But extraordinary may be too understated a descriptor for the discovery reported on Wednesday in the journal Nature: an international team led by Harvard astronomer David Charbonneau has spotted a "super-Earth," a planet 2.7 times bigger than Earth, circling a dim red star called GJ 1214, just 40 light-years away in the constellation Ophiuchus. "It's spectacular," says Geoffrey Marcy of the University of California, Berkeley, who is the world's most prolific planet hunter and is credited with discovering 70 of the first 100 exoplanets. "It's a top-of-the-top discovery in the quest for Earth-size planets."
While the new planet, dubbed GJ 1214b, is too big to be considered Earthlike, it comes pretty close. But GJ 1214b's relatively compact size — smaller than the vast majority of planets identified so far — is only one reason for astronomers' enthusiasm. Another is GJ 1214b's likelihood of bearing the stuff of life: water.
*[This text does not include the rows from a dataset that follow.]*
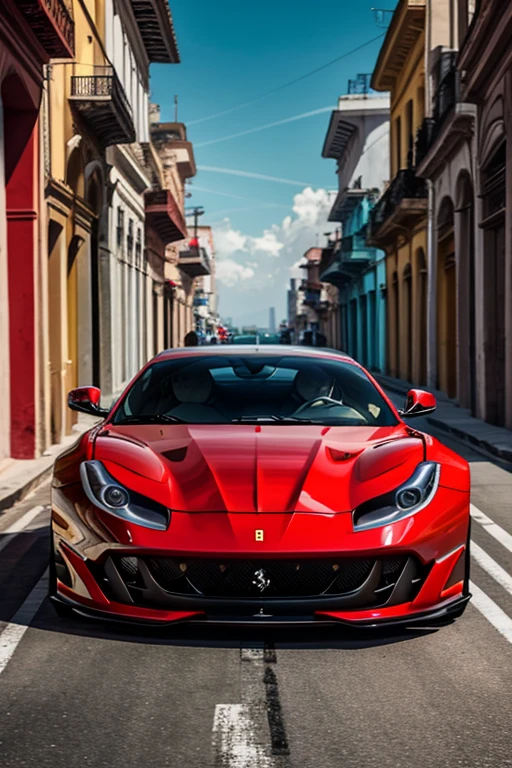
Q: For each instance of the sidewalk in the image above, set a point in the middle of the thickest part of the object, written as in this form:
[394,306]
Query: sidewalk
[449,417]
[18,478]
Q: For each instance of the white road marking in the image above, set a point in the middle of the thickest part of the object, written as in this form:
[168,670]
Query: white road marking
[12,634]
[492,612]
[495,530]
[24,521]
[495,570]
[234,739]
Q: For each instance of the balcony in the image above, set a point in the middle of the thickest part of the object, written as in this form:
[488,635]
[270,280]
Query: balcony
[194,262]
[52,23]
[347,263]
[102,103]
[164,216]
[402,205]
[452,121]
[170,139]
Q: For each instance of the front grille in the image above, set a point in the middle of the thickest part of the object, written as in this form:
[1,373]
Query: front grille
[256,578]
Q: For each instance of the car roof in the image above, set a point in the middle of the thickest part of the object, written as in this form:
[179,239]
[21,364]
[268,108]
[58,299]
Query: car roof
[244,349]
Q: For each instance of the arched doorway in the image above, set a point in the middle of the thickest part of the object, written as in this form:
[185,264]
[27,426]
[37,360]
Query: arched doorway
[494,281]
[446,301]
[407,320]
[421,324]
[466,300]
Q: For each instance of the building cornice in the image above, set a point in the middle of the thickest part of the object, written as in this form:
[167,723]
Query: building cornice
[406,26]
[486,53]
[348,119]
[156,29]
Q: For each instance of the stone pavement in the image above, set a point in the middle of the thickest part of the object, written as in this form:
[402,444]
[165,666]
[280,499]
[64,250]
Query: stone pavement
[18,478]
[459,421]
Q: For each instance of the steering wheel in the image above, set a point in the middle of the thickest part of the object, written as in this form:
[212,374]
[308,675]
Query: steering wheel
[320,399]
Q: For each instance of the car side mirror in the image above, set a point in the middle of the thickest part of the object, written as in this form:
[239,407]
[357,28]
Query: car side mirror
[87,400]
[418,403]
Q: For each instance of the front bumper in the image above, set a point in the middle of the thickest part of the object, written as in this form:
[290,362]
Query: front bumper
[431,585]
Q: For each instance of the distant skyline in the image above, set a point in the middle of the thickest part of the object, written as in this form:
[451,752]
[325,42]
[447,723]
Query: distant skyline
[261,178]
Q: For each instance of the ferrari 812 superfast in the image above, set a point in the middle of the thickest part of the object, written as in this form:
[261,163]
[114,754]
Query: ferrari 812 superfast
[259,484]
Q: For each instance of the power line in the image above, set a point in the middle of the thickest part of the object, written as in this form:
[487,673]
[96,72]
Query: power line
[259,128]
[286,85]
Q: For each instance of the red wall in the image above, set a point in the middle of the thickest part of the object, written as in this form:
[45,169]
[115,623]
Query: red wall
[22,214]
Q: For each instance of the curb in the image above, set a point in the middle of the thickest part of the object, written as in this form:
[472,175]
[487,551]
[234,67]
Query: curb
[35,476]
[6,502]
[505,453]
[501,453]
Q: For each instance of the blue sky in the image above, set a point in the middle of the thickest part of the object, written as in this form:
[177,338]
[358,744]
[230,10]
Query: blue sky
[231,52]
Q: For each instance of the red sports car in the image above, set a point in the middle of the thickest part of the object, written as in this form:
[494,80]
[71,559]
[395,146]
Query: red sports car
[259,485]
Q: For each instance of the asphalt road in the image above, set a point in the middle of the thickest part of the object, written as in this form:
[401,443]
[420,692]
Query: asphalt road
[75,692]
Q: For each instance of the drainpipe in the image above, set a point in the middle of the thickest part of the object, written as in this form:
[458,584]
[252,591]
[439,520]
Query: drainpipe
[431,249]
[431,292]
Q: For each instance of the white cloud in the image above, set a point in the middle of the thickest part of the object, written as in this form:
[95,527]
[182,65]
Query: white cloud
[230,273]
[251,270]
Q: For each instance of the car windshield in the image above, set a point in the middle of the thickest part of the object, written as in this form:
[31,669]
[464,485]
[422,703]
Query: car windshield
[273,389]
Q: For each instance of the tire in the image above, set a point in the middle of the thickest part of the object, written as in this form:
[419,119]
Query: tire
[467,567]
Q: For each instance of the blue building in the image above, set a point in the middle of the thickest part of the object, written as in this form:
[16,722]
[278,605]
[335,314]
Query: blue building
[358,139]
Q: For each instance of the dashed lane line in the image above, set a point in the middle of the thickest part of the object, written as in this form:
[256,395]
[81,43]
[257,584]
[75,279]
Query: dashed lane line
[492,528]
[13,633]
[9,533]
[492,612]
[489,565]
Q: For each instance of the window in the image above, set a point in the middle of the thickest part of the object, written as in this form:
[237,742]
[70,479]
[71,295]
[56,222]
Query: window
[398,144]
[120,227]
[138,248]
[129,239]
[409,132]
[253,388]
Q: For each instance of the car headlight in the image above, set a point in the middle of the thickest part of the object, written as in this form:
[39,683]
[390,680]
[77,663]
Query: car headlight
[110,496]
[406,500]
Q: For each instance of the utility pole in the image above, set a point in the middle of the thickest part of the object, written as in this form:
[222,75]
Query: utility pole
[196,212]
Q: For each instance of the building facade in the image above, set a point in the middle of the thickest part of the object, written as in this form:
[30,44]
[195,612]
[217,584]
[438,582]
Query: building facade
[315,306]
[30,35]
[177,157]
[484,68]
[358,139]
[398,222]
[205,301]
[445,154]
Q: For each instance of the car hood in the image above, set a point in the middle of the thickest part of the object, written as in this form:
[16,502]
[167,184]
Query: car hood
[267,468]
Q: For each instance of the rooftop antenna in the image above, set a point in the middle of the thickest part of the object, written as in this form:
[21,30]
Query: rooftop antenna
[382,17]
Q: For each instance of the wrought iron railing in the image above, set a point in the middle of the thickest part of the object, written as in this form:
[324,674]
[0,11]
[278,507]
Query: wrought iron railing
[352,243]
[405,186]
[446,97]
[104,83]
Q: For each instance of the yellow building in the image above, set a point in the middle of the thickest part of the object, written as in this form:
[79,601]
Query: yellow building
[75,190]
[398,223]
[107,229]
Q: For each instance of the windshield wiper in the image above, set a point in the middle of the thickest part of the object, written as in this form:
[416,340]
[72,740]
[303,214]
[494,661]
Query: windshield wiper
[272,419]
[151,418]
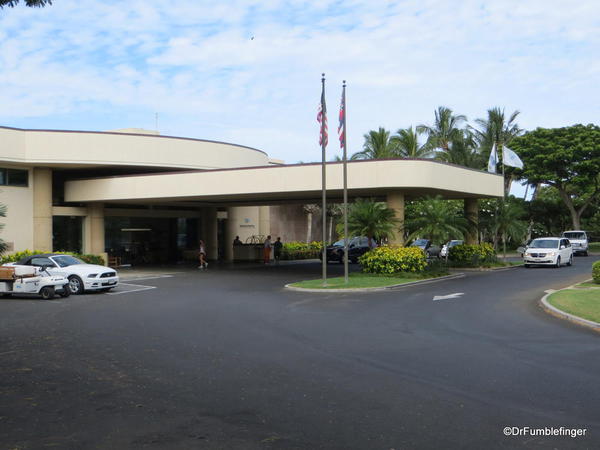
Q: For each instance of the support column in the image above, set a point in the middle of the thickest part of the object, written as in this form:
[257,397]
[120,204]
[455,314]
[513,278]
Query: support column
[96,230]
[42,209]
[472,215]
[264,220]
[210,233]
[395,201]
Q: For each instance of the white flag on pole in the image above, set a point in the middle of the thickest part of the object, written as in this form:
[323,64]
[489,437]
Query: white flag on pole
[510,158]
[493,161]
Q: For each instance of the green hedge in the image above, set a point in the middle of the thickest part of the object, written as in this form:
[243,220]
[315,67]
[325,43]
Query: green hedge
[393,259]
[90,259]
[596,272]
[467,255]
[301,250]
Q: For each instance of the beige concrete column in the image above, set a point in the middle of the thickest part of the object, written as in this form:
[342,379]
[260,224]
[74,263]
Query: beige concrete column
[42,209]
[395,201]
[472,215]
[264,220]
[209,218]
[95,228]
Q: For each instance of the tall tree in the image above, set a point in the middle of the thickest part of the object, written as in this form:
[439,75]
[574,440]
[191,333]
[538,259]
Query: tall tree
[500,130]
[377,146]
[445,127]
[566,158]
[3,245]
[406,142]
[463,151]
[30,3]
[372,219]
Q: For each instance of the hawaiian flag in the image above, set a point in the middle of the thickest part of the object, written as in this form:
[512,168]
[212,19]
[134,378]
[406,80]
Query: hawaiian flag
[322,119]
[342,125]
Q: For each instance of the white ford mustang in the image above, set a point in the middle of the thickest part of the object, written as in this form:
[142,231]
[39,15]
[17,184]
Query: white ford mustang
[82,277]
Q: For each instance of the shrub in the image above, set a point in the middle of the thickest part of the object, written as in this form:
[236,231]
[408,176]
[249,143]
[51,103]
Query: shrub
[89,259]
[301,250]
[393,259]
[596,272]
[472,255]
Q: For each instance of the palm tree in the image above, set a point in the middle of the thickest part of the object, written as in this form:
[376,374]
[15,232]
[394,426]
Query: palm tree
[508,223]
[372,219]
[463,151]
[406,142]
[377,146]
[435,219]
[499,130]
[30,3]
[444,129]
[3,246]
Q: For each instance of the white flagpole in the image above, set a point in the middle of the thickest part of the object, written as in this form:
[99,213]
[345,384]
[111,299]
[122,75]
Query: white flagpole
[345,187]
[324,178]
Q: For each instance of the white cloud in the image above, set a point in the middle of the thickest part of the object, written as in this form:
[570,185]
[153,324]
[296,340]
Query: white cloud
[196,63]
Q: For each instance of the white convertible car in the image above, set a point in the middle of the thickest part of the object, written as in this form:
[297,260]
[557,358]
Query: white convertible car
[82,277]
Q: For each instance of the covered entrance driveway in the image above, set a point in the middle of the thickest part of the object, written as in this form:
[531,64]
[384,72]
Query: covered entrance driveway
[242,195]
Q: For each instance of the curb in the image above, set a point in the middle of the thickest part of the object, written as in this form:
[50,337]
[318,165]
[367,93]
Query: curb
[377,289]
[565,315]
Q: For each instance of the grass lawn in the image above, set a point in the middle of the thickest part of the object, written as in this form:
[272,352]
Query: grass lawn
[581,303]
[360,280]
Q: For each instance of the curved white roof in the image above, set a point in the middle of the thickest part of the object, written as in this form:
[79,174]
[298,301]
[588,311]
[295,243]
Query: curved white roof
[54,148]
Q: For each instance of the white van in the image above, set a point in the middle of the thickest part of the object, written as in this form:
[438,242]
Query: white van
[578,240]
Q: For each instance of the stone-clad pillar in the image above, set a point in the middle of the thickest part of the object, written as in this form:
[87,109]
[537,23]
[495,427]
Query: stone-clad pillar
[472,215]
[395,201]
[42,209]
[96,229]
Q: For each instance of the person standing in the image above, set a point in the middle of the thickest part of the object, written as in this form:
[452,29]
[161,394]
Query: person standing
[277,247]
[202,255]
[267,250]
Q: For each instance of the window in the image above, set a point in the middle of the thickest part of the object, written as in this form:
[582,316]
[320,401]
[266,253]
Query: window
[14,177]
[39,262]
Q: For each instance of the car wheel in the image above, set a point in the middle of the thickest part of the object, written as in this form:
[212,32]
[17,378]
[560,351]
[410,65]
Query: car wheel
[66,292]
[75,284]
[47,292]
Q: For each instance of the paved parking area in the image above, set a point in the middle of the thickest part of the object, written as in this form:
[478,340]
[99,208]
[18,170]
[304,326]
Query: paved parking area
[226,358]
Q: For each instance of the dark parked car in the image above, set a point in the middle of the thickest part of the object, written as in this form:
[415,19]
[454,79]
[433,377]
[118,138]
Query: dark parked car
[431,251]
[357,246]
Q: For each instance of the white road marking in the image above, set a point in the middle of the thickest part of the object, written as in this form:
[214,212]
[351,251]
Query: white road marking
[148,278]
[444,297]
[140,286]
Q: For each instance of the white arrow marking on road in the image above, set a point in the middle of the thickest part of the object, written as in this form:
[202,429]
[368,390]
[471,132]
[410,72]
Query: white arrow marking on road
[444,297]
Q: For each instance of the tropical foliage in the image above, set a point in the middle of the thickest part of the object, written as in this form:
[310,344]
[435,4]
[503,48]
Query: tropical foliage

If you're looking for a world where life might thrive, a planet must be at the right temperature for water to exist in liquid form. So it needs to orbit its star in the so-called habitable zone, a "Goldilocks" location that allows a planet to be neither too hot nor too cold. In that respect, GJ 1214b is again a near miss. Its surface temperature hovers at a sweltering 190°C (374°F), which is well above the boiling point of water, at least in Earth's atmospheric pressure. Fortunately, GJ 1214b's atmosphere makes the pressure a lot higher than on Earth — "crushing," as Charbonneau describes it — and increases the odds of liquid water.